蔣緋之前剛跳完還有些喘,去給兩人拿水,此刻她正好從暗處來到明處,湊到葛煙耳邊,「這回是真聽到了吧。」
「……所以是發生什麽事了?」葛煙說著要邁步過去。
「煙煙,你真要去啊。」蔣緋手裏的水還沒喝上,頓了頓立馬跟上她的步伐,「今晚不是劇場演出嘛……你懂的,又因為送花籃的事吵起來了。
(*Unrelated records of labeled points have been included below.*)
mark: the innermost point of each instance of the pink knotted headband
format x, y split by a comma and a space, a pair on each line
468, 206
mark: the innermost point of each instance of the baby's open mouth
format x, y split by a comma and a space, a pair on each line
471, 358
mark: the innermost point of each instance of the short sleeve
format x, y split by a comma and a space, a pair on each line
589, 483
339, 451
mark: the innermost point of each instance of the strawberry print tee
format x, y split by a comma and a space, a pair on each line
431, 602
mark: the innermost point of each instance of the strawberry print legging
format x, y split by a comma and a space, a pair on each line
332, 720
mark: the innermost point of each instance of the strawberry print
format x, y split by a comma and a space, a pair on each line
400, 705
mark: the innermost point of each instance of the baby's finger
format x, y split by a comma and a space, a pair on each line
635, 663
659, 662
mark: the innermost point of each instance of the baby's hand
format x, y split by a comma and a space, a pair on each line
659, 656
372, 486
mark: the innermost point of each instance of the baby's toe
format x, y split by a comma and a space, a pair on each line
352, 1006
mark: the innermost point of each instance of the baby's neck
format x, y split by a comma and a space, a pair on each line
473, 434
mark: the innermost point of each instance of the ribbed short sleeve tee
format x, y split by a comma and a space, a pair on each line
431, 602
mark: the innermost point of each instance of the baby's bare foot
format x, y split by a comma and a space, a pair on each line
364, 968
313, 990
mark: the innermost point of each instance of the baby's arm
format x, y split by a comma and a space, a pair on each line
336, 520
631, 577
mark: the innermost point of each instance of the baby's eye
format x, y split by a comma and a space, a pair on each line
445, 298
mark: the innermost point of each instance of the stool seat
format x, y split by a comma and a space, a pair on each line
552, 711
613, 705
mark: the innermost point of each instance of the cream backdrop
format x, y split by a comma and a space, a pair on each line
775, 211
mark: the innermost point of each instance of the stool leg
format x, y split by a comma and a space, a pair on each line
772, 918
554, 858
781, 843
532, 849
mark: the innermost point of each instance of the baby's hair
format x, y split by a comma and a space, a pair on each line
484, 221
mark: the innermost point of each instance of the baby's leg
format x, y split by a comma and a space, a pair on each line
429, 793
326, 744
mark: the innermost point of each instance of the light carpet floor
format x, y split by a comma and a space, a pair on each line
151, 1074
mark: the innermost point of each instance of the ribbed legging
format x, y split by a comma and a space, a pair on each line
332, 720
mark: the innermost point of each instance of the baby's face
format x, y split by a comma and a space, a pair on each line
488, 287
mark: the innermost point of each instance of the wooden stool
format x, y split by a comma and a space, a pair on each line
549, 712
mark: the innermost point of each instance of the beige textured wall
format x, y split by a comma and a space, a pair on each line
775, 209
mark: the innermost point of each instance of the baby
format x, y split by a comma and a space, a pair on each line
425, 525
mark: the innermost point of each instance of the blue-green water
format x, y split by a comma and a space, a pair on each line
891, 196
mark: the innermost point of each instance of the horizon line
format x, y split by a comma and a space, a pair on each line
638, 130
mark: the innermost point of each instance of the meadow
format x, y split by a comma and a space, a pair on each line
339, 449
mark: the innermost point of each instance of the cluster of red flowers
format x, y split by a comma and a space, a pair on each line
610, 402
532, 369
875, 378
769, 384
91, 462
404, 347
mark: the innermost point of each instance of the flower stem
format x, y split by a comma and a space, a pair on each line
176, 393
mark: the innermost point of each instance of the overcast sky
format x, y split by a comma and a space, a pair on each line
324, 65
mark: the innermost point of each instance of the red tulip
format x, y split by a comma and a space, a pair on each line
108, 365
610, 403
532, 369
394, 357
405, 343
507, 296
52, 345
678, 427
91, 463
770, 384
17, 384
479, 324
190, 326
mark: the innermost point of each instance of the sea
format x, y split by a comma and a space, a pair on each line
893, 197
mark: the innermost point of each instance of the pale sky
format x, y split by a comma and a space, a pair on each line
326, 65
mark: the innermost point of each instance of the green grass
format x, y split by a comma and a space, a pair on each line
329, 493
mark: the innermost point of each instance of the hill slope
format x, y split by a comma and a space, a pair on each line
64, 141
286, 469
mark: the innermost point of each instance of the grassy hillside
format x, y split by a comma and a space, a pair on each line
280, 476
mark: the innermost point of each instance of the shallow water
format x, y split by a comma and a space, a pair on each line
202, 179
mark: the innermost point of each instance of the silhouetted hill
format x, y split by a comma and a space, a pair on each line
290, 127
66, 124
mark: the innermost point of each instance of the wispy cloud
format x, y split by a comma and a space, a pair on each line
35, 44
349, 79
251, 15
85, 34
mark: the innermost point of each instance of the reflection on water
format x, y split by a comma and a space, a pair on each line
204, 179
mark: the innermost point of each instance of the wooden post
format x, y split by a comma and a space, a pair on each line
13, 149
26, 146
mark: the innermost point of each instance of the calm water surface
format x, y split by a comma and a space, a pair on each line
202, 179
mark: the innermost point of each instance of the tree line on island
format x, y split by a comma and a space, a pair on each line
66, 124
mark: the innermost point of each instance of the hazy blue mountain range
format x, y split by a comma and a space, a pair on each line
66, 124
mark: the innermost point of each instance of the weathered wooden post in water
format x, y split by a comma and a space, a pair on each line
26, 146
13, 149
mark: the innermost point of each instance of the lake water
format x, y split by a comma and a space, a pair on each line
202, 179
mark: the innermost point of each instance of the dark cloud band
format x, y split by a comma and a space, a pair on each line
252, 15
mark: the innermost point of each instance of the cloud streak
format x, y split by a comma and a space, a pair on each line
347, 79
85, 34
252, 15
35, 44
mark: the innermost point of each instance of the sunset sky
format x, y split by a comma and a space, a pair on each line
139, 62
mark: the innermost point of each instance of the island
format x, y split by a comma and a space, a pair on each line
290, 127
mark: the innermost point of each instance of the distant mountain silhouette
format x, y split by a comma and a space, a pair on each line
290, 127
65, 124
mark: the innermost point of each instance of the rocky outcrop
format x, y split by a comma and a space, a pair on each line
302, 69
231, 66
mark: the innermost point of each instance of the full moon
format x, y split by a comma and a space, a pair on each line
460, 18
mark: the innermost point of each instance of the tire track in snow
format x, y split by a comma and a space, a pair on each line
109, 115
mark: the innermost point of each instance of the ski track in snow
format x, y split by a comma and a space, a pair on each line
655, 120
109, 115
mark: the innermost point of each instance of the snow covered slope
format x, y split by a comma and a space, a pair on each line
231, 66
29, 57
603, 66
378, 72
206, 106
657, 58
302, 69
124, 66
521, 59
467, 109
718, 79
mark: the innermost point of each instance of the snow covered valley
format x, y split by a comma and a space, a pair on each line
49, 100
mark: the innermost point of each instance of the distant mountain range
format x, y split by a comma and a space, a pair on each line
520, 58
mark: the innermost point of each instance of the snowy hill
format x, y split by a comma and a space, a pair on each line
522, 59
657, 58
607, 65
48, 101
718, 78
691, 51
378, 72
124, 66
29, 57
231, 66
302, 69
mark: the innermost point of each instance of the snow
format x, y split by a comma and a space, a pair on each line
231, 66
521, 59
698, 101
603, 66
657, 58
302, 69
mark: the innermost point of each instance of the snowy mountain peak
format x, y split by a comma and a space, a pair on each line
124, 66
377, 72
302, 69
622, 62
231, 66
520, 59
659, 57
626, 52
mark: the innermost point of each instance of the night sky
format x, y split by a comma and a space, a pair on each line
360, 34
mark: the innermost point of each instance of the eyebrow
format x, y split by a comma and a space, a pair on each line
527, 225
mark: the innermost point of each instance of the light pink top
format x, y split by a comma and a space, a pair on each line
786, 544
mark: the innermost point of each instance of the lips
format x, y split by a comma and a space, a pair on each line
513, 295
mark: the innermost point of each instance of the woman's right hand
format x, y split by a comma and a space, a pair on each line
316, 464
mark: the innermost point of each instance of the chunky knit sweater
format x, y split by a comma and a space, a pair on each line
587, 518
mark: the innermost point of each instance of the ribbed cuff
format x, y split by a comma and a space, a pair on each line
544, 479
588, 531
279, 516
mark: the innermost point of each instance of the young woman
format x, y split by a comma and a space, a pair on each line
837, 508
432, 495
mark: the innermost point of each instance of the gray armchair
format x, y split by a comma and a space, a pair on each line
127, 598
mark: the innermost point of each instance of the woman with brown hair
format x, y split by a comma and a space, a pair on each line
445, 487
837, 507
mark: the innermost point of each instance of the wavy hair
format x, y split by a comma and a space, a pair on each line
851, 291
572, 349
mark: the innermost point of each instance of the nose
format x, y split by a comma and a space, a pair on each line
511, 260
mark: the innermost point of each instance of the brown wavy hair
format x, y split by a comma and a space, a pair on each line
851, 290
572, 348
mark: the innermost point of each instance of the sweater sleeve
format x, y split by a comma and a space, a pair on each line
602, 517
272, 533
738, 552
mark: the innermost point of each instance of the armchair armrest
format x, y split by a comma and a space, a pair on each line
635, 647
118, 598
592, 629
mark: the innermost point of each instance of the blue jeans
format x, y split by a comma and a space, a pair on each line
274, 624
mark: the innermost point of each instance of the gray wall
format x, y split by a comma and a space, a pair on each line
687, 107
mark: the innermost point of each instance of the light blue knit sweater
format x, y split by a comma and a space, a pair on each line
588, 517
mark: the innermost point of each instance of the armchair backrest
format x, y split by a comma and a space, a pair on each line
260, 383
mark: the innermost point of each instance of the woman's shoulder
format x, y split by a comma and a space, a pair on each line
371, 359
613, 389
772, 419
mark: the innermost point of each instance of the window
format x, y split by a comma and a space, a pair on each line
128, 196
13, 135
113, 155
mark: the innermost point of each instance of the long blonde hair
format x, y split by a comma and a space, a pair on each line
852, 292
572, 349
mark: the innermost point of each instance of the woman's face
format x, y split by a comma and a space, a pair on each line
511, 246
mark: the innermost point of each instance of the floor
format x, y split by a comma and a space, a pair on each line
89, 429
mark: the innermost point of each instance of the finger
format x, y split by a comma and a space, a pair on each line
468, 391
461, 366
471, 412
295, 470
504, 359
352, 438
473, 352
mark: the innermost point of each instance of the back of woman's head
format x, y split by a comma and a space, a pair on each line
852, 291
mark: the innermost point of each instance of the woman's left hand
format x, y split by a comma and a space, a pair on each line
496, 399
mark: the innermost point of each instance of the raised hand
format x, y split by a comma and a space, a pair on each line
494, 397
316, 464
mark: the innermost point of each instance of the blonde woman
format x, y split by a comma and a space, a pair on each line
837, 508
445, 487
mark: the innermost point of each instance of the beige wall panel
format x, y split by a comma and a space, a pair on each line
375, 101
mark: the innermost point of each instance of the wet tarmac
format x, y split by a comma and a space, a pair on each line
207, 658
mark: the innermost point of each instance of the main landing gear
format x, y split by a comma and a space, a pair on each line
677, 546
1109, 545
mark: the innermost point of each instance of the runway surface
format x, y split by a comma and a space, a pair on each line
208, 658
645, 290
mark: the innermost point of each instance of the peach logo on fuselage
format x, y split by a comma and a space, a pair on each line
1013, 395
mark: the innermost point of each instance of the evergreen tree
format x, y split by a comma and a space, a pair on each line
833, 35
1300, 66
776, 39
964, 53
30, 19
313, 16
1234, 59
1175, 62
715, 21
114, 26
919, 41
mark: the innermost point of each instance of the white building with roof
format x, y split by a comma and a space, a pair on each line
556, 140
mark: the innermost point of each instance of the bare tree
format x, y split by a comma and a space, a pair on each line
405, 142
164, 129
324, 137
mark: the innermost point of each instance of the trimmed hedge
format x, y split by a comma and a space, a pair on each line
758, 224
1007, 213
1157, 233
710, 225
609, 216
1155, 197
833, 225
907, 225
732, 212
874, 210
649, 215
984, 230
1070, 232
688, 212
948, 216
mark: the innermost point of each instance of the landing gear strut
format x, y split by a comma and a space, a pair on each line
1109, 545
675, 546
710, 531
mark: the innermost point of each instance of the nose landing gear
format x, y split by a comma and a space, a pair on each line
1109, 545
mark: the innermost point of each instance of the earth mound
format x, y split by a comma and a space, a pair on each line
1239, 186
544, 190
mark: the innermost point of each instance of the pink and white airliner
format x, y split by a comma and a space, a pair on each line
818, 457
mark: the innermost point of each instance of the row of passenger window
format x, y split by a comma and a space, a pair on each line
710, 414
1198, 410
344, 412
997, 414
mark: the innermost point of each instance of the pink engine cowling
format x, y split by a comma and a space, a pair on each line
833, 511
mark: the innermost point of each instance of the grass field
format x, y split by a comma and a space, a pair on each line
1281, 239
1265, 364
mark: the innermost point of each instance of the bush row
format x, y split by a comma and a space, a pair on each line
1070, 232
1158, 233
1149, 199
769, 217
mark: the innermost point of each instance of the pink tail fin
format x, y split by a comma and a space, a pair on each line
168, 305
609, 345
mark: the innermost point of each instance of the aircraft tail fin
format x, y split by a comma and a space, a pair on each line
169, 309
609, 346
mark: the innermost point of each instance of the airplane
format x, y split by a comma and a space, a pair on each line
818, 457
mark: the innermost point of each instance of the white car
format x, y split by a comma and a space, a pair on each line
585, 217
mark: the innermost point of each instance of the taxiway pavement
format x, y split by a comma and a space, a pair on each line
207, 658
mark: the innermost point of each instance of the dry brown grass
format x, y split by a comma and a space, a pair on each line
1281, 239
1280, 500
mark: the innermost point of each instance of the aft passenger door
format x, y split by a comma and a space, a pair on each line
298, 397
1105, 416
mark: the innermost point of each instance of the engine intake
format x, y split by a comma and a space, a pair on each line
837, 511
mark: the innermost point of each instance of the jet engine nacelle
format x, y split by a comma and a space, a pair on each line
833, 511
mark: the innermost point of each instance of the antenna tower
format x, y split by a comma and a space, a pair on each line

」
葛煙腳步略頓,想起什麽,輕蹙起眉尖,「……舒晴?」
蔣緋閉嘴給自己做了個拉上拉鏈的動作,隨即用力地點點頭。
後台另一面。
舒晴確實因為花籃的事在鬧。
這件事說來淵源已久。
舒晴先前就對葛煙空降首席的事心存不滿,但對方的獲獎經歷以及實力就擺在那裏,她確實沒法指責什麽。
只是那份咽不下去的氣積壓得久了,像是不斷膨脹的氣球終於來到臨界點,杵在要炸不炸的邊緣。
她緊緊揪著花籃的事不放,對著宋李橫眉冷豎,「經理,你倒是得好好想想該怎麽說了,憑什麽今晚的花籃說不收就不收?」
「我說舒晴,你到底要我解釋幾次?」宋李明顯焦頭爛額極了,演出完畢他還要送客巡視劇院,額外也有好多事情需要忙,結果又在這被舒晴堵上。
他急着走,重複著不知道了多少遍的說辭,「我都不知道說多少回了,你哪次聽進去了?你管別人做什麽呢,你把自己的收好不就得了?」
「我管的那是別人嗎,我說的明明是我們劇院裏的人,劇院裏的人也不是別人吧?」舒晴油鹽不進,「我們這麽多人,就她一個搞特殊,經理,你就說,你確定你不是偏心?」
宋李原本還要再回應什麽,等到這會兒,目光越過她來到身後,竟是罕見地愣了瞬,嘴要張不張的,一個字兒也沒蹦出來。
舒晴遲遲得不到這句回應,皺著臉,「你倒是說啊……」
話落,空氣沉寂幾秒。
周圍人的目光也向著後方轉去。
像是感應到什麽,舒晴倏而轉頭。